Got it. Got it. Thank you. And then lastly, just in anticipation of CE mark approval, would you walk us through your commercialization plan in Europe and other related geographies in terms of what type of medical centers you will be targeting, if you'll build out your own sales force or leverage a distributor there, and lastly, what the reimbursement environment looks like?

Erez Meltzer (CEO)

Okay. So, with respect to the rest of the world, first of all, there are a few countries that, if you remember, we have agreements that were signed in the past, and we are going to deploy them once the clearance in these countries are expected to be received. So, I mentioned today, one of them, Mexico, is really coming very shortly. I will be there next month to visit the places that they are planning to install the ARC. So this is one. We were talking about another one or two countries in Latin America. In terms of Europe, we are waiting for the CE approval, as indicated previously, and we are really in the final process of the CE approval.

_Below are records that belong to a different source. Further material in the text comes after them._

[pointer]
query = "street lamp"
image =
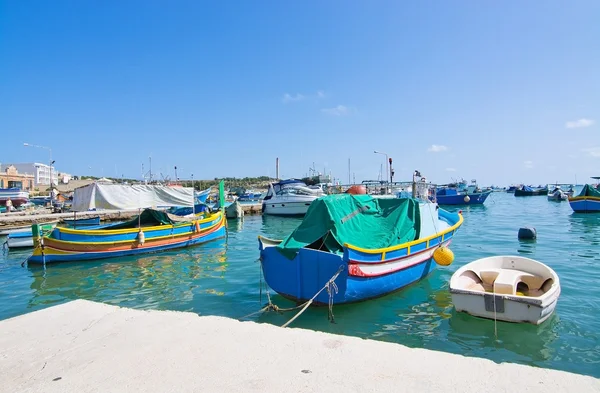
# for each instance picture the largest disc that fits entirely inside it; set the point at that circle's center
(51, 162)
(387, 173)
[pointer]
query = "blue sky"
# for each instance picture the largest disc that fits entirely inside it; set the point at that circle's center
(504, 92)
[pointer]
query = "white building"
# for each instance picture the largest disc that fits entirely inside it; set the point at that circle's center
(40, 172)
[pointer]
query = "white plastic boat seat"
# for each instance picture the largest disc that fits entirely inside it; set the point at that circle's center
(506, 282)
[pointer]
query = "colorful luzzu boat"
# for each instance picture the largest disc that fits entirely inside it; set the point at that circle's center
(588, 200)
(370, 246)
(151, 231)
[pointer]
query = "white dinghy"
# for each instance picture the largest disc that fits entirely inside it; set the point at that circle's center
(506, 288)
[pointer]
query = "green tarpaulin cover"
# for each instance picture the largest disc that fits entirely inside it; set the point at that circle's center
(359, 220)
(589, 190)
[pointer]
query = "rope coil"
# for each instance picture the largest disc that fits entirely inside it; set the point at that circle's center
(330, 286)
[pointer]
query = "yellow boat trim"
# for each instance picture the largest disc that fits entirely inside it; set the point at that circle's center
(408, 244)
(135, 230)
(135, 240)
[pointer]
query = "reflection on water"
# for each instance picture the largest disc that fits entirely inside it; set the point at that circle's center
(223, 278)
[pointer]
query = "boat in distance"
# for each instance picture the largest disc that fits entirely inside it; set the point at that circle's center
(372, 246)
(506, 288)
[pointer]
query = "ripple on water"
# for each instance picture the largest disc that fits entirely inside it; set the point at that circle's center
(222, 278)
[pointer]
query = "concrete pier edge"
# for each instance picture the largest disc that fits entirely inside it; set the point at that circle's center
(18, 219)
(84, 346)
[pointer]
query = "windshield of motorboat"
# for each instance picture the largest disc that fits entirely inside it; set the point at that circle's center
(298, 190)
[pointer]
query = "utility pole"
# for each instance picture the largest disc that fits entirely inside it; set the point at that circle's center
(349, 171)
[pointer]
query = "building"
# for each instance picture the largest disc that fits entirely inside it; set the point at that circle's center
(64, 178)
(10, 177)
(40, 172)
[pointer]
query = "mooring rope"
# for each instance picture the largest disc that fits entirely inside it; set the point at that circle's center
(326, 286)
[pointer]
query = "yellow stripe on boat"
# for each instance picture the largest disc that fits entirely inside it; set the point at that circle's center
(408, 244)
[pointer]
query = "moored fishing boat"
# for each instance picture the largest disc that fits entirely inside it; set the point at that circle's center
(201, 196)
(17, 196)
(290, 197)
(557, 195)
(24, 238)
(151, 231)
(75, 222)
(451, 196)
(370, 246)
(506, 288)
(588, 200)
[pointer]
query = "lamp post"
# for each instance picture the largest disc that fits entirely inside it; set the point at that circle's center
(387, 171)
(51, 162)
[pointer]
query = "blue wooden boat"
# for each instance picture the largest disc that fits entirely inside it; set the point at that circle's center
(528, 191)
(188, 210)
(24, 238)
(588, 200)
(450, 196)
(82, 221)
(375, 245)
(151, 231)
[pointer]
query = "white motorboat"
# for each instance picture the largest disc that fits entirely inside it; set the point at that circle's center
(290, 197)
(557, 194)
(506, 288)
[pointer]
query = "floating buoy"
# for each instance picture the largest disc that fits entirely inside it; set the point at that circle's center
(443, 256)
(35, 231)
(141, 238)
(527, 233)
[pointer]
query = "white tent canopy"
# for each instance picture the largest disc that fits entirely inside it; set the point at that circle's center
(101, 196)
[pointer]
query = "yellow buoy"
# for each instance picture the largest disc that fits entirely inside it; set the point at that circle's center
(443, 256)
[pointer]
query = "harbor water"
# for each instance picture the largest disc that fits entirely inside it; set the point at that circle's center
(223, 278)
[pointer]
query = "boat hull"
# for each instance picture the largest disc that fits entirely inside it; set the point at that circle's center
(489, 288)
(518, 311)
(302, 278)
(558, 198)
(123, 244)
(280, 207)
(474, 199)
(585, 204)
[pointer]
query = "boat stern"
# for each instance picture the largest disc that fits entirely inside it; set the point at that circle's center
(305, 275)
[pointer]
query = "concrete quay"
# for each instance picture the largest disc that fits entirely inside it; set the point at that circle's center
(83, 346)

Once we get the CE, so all the countries that were part of the agreements that we signed, like, like Australia, like New Zealand, like, Spain, we're going to use them. In each one of them, it's gonna be the distributors that are going to do the work. If you remember, I mentioned about a year ago that, right now, only in the U.S., Israel, and the U.K., we are planning to have our own people, and in the rest of the world, we are planning to have distributors. We are, right now already in the last quarter and this quarter, in touch with these distributors in order to ensure that we have a plan. Our people visited already a few locations in each one of...

Not in each, but in most of these countries. Right now we are talking in Europe and in Mexico, we are talking about medium to large medical centers.